Doctor Who_ Remembrance of the Daleks - Ben Aaronovitch [2]
Something that surely could not be a transistor radio was dumped casually on a nearby table.
The girl approached the counter.
Mike watched as she leaned over the counter and looked around. She didn’t move like any girl he knew, and certainly she didn’t dress like anybody he had ever seen.
She banged her knuckles on the worn Formica counter.
‘Hallo,’ she called. Her accent was pure London.
The Doctor frowned at the aerial. It represented an intrusion into his plans and the implications of that worried him. He noticed a ladder giving access to the roof of the van and within moments he stood there, balanced perfectly by the aerial. One part of his mind solved a series of equations dealing with angles, displacement, and the optimum wavelength, while another part of his mind began re-examining important aspects of the plan.
The first answer came swiftly; the second cried out for more data. The Doctor sighed: sometimes intuition, even his, had limitations. Quickly sighting down the length of the aerial, he looked up... to find himself staring at the menacing Victorian bulk of Coal Hill School.
Ace banged the counter again. ‘Hallo,’ she yelled, louder than intended. ‘Service? Anybody home?’ There was no response.
‘Not like that,’ said a man’s voice.
Ace twisted round sharply to find a young man standing close to her – far too close. Ace backed off a little, gaining some space. ‘Like what, then?’
The man grinned, showing good teeth. His eyes were blue and calculating. ‘Like this,’ he said and turning to look over the counter bellowed parade-ground style:
‘Harry, customer!’ He turned back to Ace who cautiously removed her hands from her ears. ‘Like that.’
A voice answered from the back of the cafe.
‘See,’ said the man, leaning in again, ‘easy when you know how.’
A short squat man with the face of a boxer emerged from the depths of the cafe. Presumably this was Harry.
‘Give it a rest, Mike,’ he said to the younger man, who laughed and went back to his table, ‘I had enough of that in the war.’
Harry turned to Ace. ‘Can I help you miss?’

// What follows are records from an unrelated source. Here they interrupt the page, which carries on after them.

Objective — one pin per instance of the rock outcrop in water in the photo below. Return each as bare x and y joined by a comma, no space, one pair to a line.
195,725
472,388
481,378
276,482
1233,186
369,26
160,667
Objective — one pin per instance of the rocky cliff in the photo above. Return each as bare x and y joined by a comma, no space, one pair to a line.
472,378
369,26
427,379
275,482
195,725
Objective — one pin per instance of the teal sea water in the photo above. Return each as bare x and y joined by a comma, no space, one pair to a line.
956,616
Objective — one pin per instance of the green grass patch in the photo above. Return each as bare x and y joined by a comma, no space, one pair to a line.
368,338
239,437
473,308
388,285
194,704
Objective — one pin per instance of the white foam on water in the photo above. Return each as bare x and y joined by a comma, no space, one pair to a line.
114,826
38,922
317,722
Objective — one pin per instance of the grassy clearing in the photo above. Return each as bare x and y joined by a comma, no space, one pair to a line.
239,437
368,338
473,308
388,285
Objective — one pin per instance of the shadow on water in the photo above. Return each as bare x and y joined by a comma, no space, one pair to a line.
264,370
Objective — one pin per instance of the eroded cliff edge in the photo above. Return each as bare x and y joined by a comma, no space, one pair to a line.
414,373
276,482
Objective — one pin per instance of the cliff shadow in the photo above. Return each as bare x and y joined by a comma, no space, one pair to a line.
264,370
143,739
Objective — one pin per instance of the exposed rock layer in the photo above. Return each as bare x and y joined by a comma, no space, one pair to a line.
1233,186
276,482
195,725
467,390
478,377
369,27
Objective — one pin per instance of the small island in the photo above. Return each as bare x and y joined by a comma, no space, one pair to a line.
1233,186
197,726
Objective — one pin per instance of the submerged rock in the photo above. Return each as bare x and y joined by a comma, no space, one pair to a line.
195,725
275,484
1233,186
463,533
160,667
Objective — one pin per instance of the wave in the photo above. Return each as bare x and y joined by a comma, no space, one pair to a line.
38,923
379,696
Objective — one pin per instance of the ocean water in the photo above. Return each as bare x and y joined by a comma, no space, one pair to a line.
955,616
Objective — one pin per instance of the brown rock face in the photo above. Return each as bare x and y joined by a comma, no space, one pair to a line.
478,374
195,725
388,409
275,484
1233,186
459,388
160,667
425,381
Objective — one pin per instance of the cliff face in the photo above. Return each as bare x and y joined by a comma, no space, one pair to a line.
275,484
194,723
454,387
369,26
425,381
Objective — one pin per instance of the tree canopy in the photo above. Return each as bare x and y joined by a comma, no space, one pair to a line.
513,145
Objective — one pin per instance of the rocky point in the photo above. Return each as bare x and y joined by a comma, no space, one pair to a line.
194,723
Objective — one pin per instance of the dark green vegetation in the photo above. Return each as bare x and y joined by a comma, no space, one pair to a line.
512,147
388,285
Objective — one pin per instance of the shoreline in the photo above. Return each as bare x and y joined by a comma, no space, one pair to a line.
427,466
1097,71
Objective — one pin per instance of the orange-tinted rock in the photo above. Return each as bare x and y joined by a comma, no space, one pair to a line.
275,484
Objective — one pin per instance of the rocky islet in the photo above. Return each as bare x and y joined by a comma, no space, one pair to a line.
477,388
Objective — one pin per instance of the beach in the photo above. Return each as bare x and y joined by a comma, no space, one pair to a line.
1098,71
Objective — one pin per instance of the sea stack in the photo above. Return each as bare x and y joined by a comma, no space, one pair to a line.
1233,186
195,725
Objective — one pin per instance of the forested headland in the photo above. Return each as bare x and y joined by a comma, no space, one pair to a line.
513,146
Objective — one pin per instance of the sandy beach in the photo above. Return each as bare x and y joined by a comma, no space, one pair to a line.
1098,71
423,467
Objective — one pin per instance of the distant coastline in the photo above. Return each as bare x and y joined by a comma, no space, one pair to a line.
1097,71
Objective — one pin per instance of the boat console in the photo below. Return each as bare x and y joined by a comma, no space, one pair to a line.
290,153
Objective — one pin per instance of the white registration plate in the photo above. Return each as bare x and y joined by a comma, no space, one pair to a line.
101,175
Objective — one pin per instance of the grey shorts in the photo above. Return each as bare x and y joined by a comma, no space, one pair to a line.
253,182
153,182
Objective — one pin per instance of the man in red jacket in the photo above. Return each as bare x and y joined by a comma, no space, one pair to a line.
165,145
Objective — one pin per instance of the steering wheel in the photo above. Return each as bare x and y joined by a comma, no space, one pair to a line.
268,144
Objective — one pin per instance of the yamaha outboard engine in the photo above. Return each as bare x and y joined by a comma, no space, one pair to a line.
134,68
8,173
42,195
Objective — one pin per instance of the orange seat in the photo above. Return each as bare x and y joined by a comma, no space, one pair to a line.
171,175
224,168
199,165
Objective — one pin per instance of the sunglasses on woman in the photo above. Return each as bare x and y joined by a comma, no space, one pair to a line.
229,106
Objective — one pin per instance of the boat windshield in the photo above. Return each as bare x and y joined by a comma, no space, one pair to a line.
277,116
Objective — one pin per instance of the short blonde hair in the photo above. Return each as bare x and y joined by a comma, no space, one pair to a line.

Ace considered the state of her stomach. ‘Four bacon sandwiches and a cup of coffee, please.’
The Doctor stepped carefully through the gate, dodging children who were eager to be rid of their school. Drained of its inmates Coal Hill School loomed dour as a prison over the deserted playground.
Movement caught the Doctor’s eye. The girl who had been watching Ace was there, chanting as she skipped from one chalked box to another. Around her, black circles were etched into the concrete. The four of them were in a square pattern like the pips on a die. With a quick sideways lunge the Doctor stepped close to the marks and stooped, running a finger along one of them. The finger came up black, sooty with carbonized concrete.
He looked up at the girl and for a moment their eyes met; then she whirled and was gone.
Rachel was lost in the mechanics of detection. The interior of the van was cramped with equipment, casting bulky shadows in the glow from the cathode ray tube. For a second she lost the signal in the clutter caused by the surrounding buildings, but with deft movements she refocused. There, got it, she thought. Behind her the back doors opened and the van rocked as someone climbed in.
She knew it would be Sergeant Smith.
Rachel kept her eyes on the screen. ‘You took your time.
Get on the radio and tell the group captain,’ she looked back. ‘I think I’ve located the...’
Intense grey eyes met her own.
‘Source of a magnetic fluctuation, perhaps?’ the man asked helpfully, his extraordinary eyes darting over the instruments.
She heard herself answering as if from a distance. ‘A rhythmical pulsed fluctuation, yes.’ She had the sudden bizarre impression that she was superfluous to the conversation and that the man with the odd eyes already knew the answers.